La pedida de mano sigue siendo una tradición ineludible para cualquier pareja que se vaya a casar. Un compromiso oficial que suele sellarse  con un anillo de compromiso. Hoy hablamos sobre las claves para comprar un anillo de compromiso y acertar.

¿Qué anillo de compromiso elegir?

Aunque es el novio quien le regala el anillo a la novia, es habitual que cada vez más parejas vayan juntos a la joyería a elegirlo. Es la forma más fácil de evitar que luego a la novia no le guste.

Por necesidad, una de las cosas en las que primero hay que fijarse es el precio. Tradicionalmente los anillos de compromiso no son precisamente baratos y hay que tener en cuenta el presupuesto con el que se cuenta.

Anillos de compromiso de diamantes

Un anillo de compromiso puede ser de cualquier material que puedas imaginar. Los hay de esmeralda, topacio, rubí…. Pero lo que nunca pasa de moda y sigue siendo lo más demandado es el diamante.

Los diamantes tienen una gran carga simbólica, su dureza (son 100 veces más duros que el rubí o el zafiro, por ejemplo) hace que se conserven durante muchos años, que es lo mismo que uno espera de su matrimonio.

Los diamantes se clasifican  según cuatro criterios:

  • Corte
  • Color
  • Claridad
  • Quilates

Corte

El corte se refiere al número de caras del diamante. A mayor número de caras o facetas, más se dispersa la luz y, en consecuencia, son más bellos (y en consecuencia más caros). También es importante la simetría de las caras.

Color

Los grados de color van desde los diamantes completamente incoloros hasta los progresivamente más amarillos. En la naturaleza podemos encontrar casi todos los colores, siendo los diamantes de colores más raros los más valiosos.

Claridad

La claridad de un diamante viene dada por el número de imperfecciones que tenga. Estas imperfecciones, como manchas o inclusiones, dificultan el paso de la luz a través del diamante, oscureciéndolo y haciéndolo menos valioso.

Quilates

Un quilate equivale a 200 miligramos. De los cuatro parámetros, este es quizás el menos importante. Se prefiere un diamante pequeño pero sin defectos que un gran diamante imperfecto.

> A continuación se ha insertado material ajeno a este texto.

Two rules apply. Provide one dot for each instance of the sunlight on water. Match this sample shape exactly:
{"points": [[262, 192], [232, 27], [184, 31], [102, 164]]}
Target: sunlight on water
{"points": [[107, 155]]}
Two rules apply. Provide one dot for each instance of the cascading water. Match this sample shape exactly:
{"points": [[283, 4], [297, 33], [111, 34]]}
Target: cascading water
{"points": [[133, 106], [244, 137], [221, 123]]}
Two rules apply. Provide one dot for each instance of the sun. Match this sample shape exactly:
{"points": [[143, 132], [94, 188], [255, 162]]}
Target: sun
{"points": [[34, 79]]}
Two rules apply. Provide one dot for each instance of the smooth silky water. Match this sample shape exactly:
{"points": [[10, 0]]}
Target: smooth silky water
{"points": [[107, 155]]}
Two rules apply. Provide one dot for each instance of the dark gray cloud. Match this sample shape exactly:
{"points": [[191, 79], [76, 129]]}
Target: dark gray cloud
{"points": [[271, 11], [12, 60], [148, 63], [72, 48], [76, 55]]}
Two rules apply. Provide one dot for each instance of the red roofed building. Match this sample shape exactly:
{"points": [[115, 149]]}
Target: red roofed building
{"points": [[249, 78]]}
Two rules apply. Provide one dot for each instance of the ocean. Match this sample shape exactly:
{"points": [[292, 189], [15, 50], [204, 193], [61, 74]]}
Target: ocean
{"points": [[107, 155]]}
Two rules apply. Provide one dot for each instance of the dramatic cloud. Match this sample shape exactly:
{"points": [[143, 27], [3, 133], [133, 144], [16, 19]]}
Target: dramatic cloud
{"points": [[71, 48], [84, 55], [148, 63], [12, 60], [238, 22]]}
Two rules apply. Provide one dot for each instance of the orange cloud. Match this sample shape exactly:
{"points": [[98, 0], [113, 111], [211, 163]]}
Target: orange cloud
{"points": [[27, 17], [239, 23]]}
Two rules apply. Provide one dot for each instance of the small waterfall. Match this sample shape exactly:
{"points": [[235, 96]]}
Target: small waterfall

Por supuesto, un diamante perfecto queda fuera del presupuesto de la inmensa mayoría, pero sí se pueden encontrar diamantes de calidad aceptable cuyas imperfecciones solo serían vistas por los expertos en gemología.

Según los expertos, lo que mejor combina con el diamante en un anillo de compromiso es el oro blanco, que hace un gran trabajo a la hora de llamar la atención sobre la brillantez del diamante.